Barry, I have now finished reading ‘A Vision for Australia’s Health’ and am writing to compliment you on your achievement. The book provides a fine overview of Dr Cook’s endeavours to improve governmental strategies in relation to preventive medicine, especially with respect to tropical diseases.
I have to admit that I knew little about this field of public policy and thus to engage with your thoroughly researched narrative was a rewarding experience. Of equal importance, certainly to me, was the way in which the overarching narrative provided a context within which to assess Cook’s involvement in Aboriginal affairs in the 1930s and later. Ideology and a consequent biased mindset in recent years has led to certain commentators, often academics with limited experience of conditions in the outback, attempting to portray Cook as a paternalistic figure with a blinkered view of Aboriginal needs and aspirations.

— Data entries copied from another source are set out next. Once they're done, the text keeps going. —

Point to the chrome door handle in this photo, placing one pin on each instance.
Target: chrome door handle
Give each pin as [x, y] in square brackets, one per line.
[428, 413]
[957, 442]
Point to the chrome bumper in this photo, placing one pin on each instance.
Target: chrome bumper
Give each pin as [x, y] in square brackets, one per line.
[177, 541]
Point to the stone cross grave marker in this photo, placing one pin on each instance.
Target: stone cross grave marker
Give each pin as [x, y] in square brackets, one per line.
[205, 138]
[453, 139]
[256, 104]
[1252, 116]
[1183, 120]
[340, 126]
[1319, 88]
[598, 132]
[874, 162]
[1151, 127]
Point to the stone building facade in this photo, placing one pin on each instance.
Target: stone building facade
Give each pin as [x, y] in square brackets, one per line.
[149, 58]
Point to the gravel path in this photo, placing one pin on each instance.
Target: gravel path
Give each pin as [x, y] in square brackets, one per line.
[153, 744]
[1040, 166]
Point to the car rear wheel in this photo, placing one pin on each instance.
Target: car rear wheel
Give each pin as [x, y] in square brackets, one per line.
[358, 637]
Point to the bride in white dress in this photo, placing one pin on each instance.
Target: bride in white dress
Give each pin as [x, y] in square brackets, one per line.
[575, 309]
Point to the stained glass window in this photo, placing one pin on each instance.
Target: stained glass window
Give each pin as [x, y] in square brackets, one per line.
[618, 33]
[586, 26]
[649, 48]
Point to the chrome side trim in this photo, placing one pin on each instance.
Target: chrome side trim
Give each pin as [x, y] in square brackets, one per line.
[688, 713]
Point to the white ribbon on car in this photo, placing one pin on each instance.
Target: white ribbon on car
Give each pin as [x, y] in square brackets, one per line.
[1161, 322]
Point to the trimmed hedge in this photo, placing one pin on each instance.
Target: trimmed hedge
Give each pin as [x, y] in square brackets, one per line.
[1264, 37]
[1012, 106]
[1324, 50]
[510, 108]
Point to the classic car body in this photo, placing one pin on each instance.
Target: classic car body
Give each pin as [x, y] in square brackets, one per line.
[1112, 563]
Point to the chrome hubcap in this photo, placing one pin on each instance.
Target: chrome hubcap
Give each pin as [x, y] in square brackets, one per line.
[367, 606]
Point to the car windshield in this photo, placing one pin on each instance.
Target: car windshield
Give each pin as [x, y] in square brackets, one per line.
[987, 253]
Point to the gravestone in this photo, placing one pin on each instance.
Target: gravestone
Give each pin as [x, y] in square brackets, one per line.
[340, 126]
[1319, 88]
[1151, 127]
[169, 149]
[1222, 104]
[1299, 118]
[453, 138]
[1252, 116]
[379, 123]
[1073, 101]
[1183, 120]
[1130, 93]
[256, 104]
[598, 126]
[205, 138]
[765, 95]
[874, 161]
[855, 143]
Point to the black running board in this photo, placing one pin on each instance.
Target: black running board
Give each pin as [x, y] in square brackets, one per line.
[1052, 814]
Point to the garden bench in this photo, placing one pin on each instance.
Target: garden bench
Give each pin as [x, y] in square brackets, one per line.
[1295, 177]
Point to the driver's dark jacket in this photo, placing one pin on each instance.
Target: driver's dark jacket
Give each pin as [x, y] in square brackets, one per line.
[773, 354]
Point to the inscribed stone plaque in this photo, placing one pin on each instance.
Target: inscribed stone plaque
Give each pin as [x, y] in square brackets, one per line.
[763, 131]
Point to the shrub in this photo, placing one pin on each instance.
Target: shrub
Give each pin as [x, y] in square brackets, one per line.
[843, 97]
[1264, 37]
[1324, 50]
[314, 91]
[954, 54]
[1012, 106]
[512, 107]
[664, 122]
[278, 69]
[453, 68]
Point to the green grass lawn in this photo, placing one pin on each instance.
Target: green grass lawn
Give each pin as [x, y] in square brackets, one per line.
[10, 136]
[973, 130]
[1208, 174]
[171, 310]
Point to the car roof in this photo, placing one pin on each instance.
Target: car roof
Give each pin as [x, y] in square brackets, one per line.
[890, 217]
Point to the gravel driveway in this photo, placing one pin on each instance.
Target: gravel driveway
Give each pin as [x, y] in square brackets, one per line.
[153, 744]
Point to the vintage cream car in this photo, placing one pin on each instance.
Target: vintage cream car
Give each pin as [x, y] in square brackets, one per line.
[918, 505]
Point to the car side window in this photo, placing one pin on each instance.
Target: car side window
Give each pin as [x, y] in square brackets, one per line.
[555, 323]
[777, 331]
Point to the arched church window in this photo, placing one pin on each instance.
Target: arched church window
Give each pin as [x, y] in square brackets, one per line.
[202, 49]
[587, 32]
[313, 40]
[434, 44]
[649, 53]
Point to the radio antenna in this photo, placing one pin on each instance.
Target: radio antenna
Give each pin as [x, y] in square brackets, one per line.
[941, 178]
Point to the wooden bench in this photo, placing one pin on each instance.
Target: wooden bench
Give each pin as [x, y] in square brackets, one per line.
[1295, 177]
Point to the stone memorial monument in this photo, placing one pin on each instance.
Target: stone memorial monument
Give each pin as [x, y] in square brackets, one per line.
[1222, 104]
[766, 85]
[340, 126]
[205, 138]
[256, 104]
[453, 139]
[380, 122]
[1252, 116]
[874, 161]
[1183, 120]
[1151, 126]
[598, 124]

One of the great strengths of your book in providing a picture of Cook’s career in the course of a lifetime’s work is to establish, beyond any reasonable doubt, that here was a professional fully committed to improving the lives and opportunities of those he encountered. In the complex field of welfare in remote places there may be room for argument about the best way forward from time to time (as you indicate along the way), but in the context and against the background you have so skilfully described, the criticisms advanced by Cook’s detractors cannot be sustained. To readers of goodwill any accusations of indifference or malign intent on Dr Cook’s part would simply seem absurd.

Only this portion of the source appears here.